Doesn’t it ever bother anyone that we always show up poorly in every international survey done? In only four of such surveys were we (barely) in the top half. And we’ve been that way through one administration after another, rarely showing much improvement.
The latest is the assessment of COVID-19 risk level released by the health ministry of Qatar. Only six countries are listed in the Special Risk country zone: the Philippines along with Bangladesh, India, Nepal, Pakistan, and Sri Lanka. There are 167 Red Risk countries, 27 in the Yellow List, and 11 in the Green List, where our neighbors Australia and New Zealand lie. Why aren’t we up there at least in the red risk group?
Related to that, Bloomberg listed us among the bottom of 53 countries in its COVID-19 Resilience Ranking, which measures “where the virus is being handled most effectively with the least social and economic disruption.” Reinforcing that view, the Lowy Institute in Australia ranked the Philippines 81st of 102 countries in terms of performance in the fight against COVID-19.
The one that really bothers me, which my good friend Ciel Habito pointed out on Tuesday, is that the Philippines is the third most restrictive economy to foreign direct investments based on the OECD FDI Regulatory Restrictiveness Index. This one should also bother Congress. Here’s a solid reason to change the Constitution. Related to that, out of 63 countries, the Philippines is 48th in the 2020 World Talent Ranking, which evaluates countries in terms of how they develop and attract a workforce, and 57th in the 2020 World Digital Competitiveness Ranking, which assesses the capacity and readiness of countries to adopt and use digital technologies. The 2021 World Competitiveness Ranking of the IMD World Competitiveness Center, meanwhile, lists us at 52nd out of 64 economies.
Just this year, we ranked last out of 134 countries in the 2021 World’s Safest Countries survey of Global Finance Magazine, which looked at factors such as war and peace, personal security, and natural disaster risk, including experience and risk from the pandemic. Due to lack of available data, the worst countries like Syria, Afghanistan, and Myanmar weren’t listed. According to Reporters Without Borders, we are also 138th out of 180 countries in the World Press Freedom Index. Rappler and ABS-CBN would agree with that.
The Philippines ranked 115th out of 180 countries in the Corruption Perception Index of 2020, indicating that corruption is still rampant in the country. The President’s efforts to eradicate it have not, it seems, succeeded.

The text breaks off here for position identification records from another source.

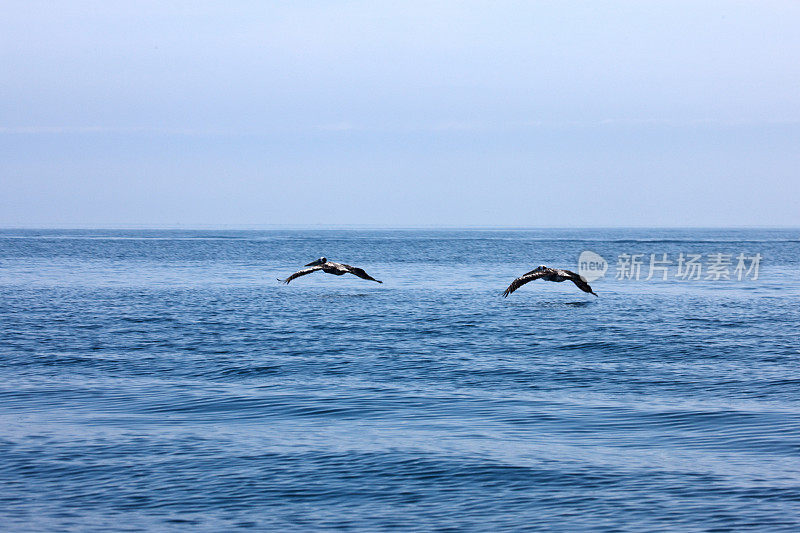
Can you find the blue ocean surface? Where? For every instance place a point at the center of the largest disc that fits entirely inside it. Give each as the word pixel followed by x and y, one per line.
pixel 165 380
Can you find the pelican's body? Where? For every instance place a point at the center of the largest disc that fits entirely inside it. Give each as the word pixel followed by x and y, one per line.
pixel 330 267
pixel 549 274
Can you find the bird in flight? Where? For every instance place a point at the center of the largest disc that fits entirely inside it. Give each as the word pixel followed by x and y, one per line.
pixel 548 274
pixel 329 267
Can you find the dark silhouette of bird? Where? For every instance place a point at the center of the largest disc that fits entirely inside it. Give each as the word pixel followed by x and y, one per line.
pixel 329 267
pixel 548 274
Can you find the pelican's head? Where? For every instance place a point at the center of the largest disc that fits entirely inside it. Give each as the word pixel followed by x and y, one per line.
pixel 319 261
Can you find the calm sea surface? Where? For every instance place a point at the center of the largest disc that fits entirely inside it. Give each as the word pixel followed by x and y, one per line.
pixel 164 380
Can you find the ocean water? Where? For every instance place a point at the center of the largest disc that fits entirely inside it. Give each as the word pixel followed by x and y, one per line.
pixel 165 380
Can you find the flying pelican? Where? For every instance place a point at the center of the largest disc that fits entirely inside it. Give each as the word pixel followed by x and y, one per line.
pixel 548 274
pixel 329 267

We ranked 91st out of 128 countries in the 2020 Rule of Law Index of the World Justice Project, which measures the state of rule of law in countries based on the perception and experience of the public as well as legal practitioners and experts.
We are 111th out of 180 countries in the 2020 Environmental Performance Index, which ranks countries in terms of environmental health and ecosystem vitality.
Manila is the fourth most traffic-congested city in the world behind Moscow, Mumbai, and Bogotá, according to the 2020 TomTom Traffic Index, which studied more than 400 cities across 57 countries worldwide. The redesign of Edsa, initiated by Eddie Yap, might help here.
Then there’s the most horrific of all: the state of our children. In 2018, we were dead last among 79 countries in reading comprehension, and second last in math and science, according to the Programme for International Student Assessment. In a separate study in 2019, Filipino students ranked last out of 58 nations in math and science based on the Trends in International Mathematics and Science Study. What a sad future for the Philippines these findings imply.
The three where we scraped in above 50 percent were the Doing Business Report 2020 of the World Bank, where we ranked 95th out of 190 countries (here at least something is being done thanks to the efforts of Secretary Ramon Lopez, who has brought us up from 124th in 2019, and all indications are we’ll rank higher in the next survey); the Global Competitiveness Report 2019 of the World Economic Forum, which ranked us 64th out of 141 countries; and the 2020 Global Innovation Index of the Cornell University, INSEAD, and the World Intellectual Property Organization, where the Philippines was at 50th out of 131 countries.
Isn’t it time for those who truly care for our country to start an open, frank dialogue on why we always do so poorly, so it can be fixed? It’s not about a particular leadership, as the long history of being at the bottom tells us. It’s something else. It’s time for some soul-searching.